Home » Geospatial Commission unveils Transport Location Data competition winners

Geospatial Commission unveils Transport Location Data competition winners

by Liam Turner
A businessperson using a digital tablet

The UK government’s Geospatial Commission has revealed the winners of the second phase of its £5m Transport Location Data competition.

While the first phase focussed on feasibility studies, the second phase will support seven companies to work closely with the public sector in order to realise their ideas through pilots.

The winners of the competition, which was launched in May, are:

  • Maritime ANalyTics Intelligence System (MANTIS), Emu Analytics Ltd
  • Optimising Geofencing, Ricardo UK Ltd
  • National Freight Model, City Science Corporation Ltd
  • Digital twin of the rail network, Hack Partners Ltd
  • Automated Rail Geospatial Observation System (ARGOS), Thales Ground Transportation Systems UK Ltd
  • ZERO, Dynamon Ltd
  • Digital Active Travel Augmentation (DATA), Ngenius Ltd

The projects cover various modes of transport, such as rail, roads, and cycling; and span four challenge areas where, according to the commission, geospatial technology has the potential to revolutionise transport in the UK.

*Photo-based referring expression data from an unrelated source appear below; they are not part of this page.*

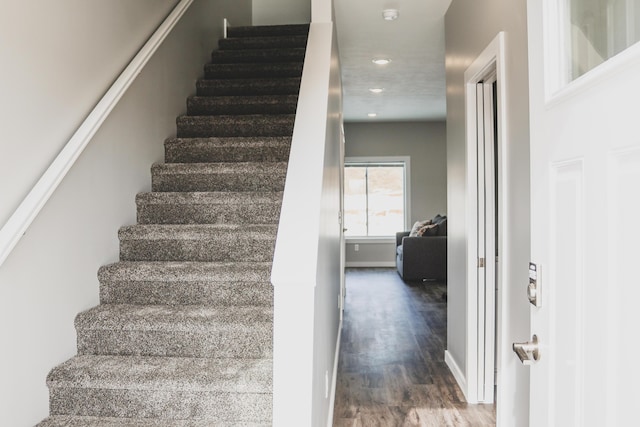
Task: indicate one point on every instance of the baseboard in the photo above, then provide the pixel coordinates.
(370, 264)
(456, 371)
(334, 380)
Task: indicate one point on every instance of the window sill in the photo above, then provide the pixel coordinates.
(372, 240)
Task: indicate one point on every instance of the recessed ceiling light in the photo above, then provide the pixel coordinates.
(390, 14)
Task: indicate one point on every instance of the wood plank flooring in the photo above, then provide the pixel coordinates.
(391, 370)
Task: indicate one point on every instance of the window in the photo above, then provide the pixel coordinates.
(375, 196)
(598, 30)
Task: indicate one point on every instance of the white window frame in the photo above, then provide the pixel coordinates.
(407, 193)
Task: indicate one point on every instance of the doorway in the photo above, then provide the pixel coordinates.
(485, 88)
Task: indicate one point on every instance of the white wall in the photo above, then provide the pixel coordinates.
(58, 59)
(470, 27)
(425, 144)
(275, 12)
(306, 271)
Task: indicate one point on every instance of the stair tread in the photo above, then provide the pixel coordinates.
(246, 99)
(255, 86)
(211, 197)
(269, 55)
(181, 318)
(268, 30)
(251, 141)
(218, 150)
(160, 373)
(255, 70)
(221, 167)
(80, 421)
(259, 42)
(242, 105)
(198, 231)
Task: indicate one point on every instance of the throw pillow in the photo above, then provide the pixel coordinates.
(417, 226)
(428, 230)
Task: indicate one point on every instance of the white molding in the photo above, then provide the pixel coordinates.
(492, 59)
(21, 219)
(370, 264)
(334, 379)
(458, 374)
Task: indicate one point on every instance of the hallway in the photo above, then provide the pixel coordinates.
(391, 370)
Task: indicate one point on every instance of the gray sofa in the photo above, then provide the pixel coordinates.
(423, 257)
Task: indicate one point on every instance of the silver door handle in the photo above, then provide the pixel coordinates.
(528, 352)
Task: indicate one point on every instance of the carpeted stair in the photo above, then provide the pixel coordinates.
(183, 333)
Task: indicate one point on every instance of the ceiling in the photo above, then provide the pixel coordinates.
(414, 80)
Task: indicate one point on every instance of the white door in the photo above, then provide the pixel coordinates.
(585, 211)
(487, 239)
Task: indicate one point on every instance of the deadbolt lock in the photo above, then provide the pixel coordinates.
(528, 352)
(533, 290)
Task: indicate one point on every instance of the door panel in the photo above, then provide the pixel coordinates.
(624, 292)
(565, 353)
(585, 210)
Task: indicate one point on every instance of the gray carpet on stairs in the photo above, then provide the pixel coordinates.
(183, 333)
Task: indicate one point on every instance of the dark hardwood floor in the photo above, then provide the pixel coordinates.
(391, 370)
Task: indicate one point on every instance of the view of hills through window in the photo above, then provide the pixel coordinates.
(374, 199)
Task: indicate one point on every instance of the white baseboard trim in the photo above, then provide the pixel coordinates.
(334, 380)
(456, 371)
(370, 264)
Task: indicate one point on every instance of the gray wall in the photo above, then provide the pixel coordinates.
(58, 59)
(274, 12)
(425, 144)
(470, 26)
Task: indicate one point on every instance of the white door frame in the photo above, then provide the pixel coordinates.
(480, 348)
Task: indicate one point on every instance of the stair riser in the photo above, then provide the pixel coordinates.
(263, 43)
(196, 250)
(208, 214)
(167, 181)
(210, 106)
(166, 404)
(225, 343)
(287, 86)
(243, 71)
(268, 31)
(187, 293)
(257, 56)
(194, 151)
(234, 126)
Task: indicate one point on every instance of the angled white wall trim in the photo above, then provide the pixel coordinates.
(21, 219)
(457, 373)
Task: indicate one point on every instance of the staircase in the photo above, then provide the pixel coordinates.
(183, 332)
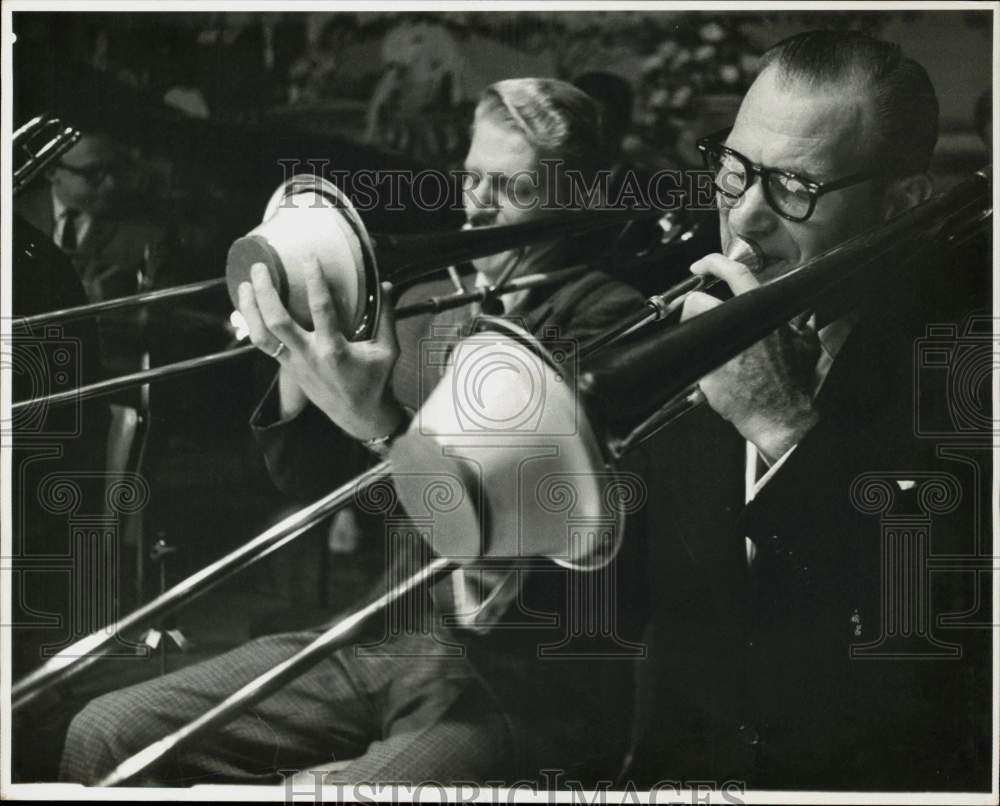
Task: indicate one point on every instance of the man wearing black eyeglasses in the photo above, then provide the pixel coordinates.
(81, 210)
(776, 659)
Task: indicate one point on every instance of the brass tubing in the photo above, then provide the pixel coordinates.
(94, 308)
(74, 658)
(266, 684)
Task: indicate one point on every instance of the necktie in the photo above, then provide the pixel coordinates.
(69, 238)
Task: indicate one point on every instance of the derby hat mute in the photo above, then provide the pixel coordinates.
(504, 423)
(308, 218)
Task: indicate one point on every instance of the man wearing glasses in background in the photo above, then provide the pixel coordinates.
(763, 605)
(81, 210)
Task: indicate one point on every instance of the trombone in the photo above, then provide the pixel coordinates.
(39, 142)
(681, 354)
(401, 259)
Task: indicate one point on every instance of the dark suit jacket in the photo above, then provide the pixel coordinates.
(752, 676)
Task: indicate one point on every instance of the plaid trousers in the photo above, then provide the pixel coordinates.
(401, 714)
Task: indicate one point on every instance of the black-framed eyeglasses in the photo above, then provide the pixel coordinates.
(95, 173)
(791, 196)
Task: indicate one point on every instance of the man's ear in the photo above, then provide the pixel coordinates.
(906, 193)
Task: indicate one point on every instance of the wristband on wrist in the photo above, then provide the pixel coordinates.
(380, 445)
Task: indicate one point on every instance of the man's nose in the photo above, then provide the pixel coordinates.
(751, 214)
(479, 213)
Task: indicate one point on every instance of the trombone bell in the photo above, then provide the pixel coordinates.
(308, 219)
(502, 463)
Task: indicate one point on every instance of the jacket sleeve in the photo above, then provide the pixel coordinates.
(306, 455)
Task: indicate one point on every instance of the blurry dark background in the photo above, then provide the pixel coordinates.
(206, 104)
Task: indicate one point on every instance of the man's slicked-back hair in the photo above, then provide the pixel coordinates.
(905, 105)
(559, 120)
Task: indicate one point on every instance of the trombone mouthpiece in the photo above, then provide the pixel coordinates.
(747, 253)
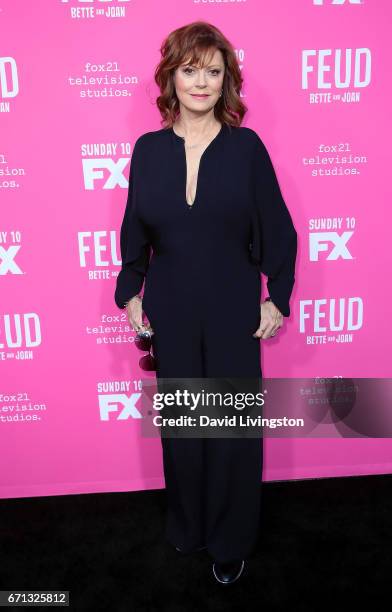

The four challenge areas are:

  • Mobility as a service – to help better integration of transport types
  • Active travel – creating safer ways to enable active travel
  • Supply chains – helping better distribution, storage and delivery
  • Boosting capacity – increasing efficiency of transport networks

The second phase is set to last for eight months.

Commenting on the results, Transport minister Rachel Maclean said: “This report from the Geospatial Commission is a perfect example of the significant benefits of data in delivering tangible transport benefits, from planning where to place new electric vehicle charging points, to making last-mile journeys quicker, easier, and more efficient.

“This is the perfect complement to our upcoming Transport Data Strategy which will help overcome the barriers to data sharing and use, as well as improving the discoverability, accessibility, and quality of data.”